T’ruck’s crew closed around him, a new wall forming with him at the centre. Some of his crew were still fighting elsewhere on the decks, but they were quickly outnumbered and cut down. Before T’ruck could think of a way to save them, the first wave of soldiers hit the newly formed wall and men started dying.
Chapter 54 - Fortune
“What’s he doing?” Stillwater said, pulling hard on the oar, his head craned around to stare across at Mary's Virtue.
“Saving us all,” Drake growled. He could still taste cold iron on his tongue, and his pride burned with anger at the treatment Tanner had given him, but he swallowed down his rage for the sake of his plans. He could feign a little humility if the end result was a crown. “Stop looking and pay attention to your oar.”
Beck was quiet, but her rage was a fire that Drake could feel even through the wind and the spray from the sea. He pulled on his oar hard, wishing there were some way to make the little boat move faster.
“The Phoenix is closer,” Drake wheezed between breaths. “Soon as we’re aboard, we sail. I’ll signal the Fortune to follow.”
“What’s the plan?” Stillwater said.
Drake’s arms ached. His back ached. His tongue was stinging and his nose hurt like a serrated knife had recently cut a gash across it that hadn’t been patched up. And the salt water that kept splashing him in the face only made it hurt more.
“We run.” Drake ground his jaw at the decision, glad that Stillwater couldn’t see his face.
“We’re just gonna leave Poole?” Stillwater said.

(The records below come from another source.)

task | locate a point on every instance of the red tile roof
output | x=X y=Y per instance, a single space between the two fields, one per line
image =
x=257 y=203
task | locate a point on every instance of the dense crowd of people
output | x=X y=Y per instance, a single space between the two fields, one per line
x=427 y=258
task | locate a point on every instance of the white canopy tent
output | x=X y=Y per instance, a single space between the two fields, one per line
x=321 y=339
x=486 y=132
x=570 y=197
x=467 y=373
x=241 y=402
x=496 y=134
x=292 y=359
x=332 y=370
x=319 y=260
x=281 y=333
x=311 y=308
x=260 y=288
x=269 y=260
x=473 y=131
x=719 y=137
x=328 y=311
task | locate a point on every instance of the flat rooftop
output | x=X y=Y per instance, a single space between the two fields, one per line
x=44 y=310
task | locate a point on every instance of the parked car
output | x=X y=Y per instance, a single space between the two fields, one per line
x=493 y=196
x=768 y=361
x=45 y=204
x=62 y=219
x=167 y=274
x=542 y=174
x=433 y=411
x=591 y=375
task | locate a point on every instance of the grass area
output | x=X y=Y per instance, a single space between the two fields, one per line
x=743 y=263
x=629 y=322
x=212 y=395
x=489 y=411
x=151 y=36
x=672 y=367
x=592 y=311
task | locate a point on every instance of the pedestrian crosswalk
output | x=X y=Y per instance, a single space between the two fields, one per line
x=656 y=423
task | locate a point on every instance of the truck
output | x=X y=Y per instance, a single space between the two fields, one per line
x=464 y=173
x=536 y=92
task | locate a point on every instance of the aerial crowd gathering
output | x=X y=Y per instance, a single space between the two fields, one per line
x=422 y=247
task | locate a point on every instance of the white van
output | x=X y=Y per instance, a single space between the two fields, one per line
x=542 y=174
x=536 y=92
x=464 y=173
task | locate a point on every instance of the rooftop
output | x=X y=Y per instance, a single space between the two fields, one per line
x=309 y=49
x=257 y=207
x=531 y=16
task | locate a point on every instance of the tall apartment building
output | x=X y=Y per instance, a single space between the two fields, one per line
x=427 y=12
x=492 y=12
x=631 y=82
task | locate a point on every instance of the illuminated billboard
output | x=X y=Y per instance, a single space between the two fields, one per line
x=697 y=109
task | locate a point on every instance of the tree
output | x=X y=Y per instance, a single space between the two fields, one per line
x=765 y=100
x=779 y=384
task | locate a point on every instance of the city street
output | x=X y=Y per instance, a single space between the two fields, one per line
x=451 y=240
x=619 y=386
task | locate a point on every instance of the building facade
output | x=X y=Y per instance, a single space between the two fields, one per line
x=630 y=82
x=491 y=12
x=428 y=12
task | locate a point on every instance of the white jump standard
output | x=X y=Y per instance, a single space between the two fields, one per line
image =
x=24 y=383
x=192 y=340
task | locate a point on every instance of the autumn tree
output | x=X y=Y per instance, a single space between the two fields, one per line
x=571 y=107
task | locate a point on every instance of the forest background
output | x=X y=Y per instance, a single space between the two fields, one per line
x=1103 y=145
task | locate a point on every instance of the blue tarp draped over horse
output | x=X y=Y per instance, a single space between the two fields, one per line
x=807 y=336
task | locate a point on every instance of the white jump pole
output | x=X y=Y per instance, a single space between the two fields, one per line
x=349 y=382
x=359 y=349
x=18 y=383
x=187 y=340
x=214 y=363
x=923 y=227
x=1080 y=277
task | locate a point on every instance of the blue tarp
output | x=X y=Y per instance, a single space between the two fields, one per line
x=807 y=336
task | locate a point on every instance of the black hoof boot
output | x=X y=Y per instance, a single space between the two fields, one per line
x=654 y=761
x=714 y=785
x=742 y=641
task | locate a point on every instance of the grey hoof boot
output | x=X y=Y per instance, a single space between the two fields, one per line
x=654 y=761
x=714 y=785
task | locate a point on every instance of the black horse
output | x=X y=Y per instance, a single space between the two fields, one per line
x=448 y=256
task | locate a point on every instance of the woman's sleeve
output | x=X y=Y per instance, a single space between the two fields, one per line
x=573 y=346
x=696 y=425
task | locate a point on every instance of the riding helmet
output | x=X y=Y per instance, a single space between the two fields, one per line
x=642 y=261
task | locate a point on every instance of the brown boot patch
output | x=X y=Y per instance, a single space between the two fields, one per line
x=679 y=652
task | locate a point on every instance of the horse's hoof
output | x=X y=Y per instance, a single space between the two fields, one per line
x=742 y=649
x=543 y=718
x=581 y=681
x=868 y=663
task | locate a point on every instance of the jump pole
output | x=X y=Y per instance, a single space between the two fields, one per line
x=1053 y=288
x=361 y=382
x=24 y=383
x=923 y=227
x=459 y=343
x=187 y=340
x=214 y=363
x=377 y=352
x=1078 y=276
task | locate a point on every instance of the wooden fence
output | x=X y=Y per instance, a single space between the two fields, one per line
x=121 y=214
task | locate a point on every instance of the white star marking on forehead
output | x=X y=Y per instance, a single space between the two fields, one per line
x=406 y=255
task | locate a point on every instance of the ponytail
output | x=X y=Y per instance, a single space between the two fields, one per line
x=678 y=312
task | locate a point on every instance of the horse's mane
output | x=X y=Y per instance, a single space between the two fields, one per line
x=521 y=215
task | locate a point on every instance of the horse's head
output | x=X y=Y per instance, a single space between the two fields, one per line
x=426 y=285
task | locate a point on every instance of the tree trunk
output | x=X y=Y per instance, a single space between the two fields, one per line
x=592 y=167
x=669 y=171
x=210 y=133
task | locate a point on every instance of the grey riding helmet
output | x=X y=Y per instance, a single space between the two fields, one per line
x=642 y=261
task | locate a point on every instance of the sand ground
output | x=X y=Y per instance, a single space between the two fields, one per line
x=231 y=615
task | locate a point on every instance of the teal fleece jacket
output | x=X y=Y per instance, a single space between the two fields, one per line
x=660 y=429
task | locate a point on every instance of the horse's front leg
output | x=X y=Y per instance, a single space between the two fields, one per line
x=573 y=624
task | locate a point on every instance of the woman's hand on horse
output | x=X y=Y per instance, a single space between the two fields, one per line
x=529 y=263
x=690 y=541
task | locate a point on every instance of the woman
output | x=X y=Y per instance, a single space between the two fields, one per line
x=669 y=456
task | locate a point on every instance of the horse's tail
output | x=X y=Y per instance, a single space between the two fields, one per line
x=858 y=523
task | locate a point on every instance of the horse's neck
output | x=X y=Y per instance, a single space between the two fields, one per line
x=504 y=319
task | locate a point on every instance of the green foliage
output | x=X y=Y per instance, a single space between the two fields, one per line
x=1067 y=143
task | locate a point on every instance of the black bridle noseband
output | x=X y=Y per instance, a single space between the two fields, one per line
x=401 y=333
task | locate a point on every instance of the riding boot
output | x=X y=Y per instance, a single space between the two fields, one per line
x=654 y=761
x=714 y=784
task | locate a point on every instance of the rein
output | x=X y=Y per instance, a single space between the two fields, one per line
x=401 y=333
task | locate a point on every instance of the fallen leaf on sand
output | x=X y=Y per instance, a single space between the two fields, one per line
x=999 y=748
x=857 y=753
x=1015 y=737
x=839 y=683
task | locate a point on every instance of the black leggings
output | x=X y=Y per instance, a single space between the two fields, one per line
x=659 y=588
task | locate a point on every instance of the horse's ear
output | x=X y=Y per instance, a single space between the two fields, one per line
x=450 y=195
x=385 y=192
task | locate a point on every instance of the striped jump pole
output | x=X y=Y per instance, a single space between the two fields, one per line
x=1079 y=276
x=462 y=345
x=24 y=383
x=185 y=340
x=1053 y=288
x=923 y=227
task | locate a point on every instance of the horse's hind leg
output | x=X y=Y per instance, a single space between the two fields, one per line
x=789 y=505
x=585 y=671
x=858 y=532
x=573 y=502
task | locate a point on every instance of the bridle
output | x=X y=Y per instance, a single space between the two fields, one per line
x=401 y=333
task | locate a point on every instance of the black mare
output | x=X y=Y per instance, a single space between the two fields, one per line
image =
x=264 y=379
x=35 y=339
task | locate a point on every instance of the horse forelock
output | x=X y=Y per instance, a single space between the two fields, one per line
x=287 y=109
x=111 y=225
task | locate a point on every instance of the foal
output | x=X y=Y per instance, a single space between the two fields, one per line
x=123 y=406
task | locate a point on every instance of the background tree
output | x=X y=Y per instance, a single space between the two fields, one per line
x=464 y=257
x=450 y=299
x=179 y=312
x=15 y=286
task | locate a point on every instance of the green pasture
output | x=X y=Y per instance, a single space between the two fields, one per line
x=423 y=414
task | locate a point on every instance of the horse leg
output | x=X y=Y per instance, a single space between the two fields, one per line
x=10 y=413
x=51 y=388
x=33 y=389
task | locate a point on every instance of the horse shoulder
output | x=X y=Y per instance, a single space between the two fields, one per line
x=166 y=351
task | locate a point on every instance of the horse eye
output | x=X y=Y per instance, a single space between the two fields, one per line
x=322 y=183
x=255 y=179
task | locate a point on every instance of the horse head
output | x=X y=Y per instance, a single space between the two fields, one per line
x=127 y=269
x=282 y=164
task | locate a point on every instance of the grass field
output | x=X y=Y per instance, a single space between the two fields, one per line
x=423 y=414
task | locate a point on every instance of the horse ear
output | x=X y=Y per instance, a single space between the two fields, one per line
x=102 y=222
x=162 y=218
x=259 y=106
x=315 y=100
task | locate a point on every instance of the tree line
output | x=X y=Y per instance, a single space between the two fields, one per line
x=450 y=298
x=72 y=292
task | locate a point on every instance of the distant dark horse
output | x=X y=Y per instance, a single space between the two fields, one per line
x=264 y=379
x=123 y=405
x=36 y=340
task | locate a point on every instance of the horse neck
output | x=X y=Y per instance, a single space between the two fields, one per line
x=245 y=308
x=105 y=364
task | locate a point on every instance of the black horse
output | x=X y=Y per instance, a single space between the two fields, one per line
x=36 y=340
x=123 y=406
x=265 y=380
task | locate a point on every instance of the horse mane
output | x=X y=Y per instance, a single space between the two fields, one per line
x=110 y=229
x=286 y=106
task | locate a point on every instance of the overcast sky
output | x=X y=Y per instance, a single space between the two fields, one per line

Spray whipped across Drake’s face and he shut his eyes. When he opened them he saw Beck staring at him across the small boat; her face was a mixture of pity and understanding, and her cold blue eyes sparkled in the light.
“Can’t save him or his ship,” Drake wheezed.
With that there seemed little else left to say. Drake hated leaving Poole behind, but he wasn’t about to sacrifice the rest of them as well. He sent a prayer to Rin, knowing it was pointless. The goddess didn’t take requests.
Chapter 55 - North Gale
The dead and dying bodies at their feet were more than enough proof of their prowess and determination, but the dead and dying bodies behind them were more than enough proof of the Five Kingdoms’ superior numbers. It felt like they’d been in the shield wall for hours, stabbing, blocking, grunting, swearing, screaming, stabbing, bleeding, stabbing.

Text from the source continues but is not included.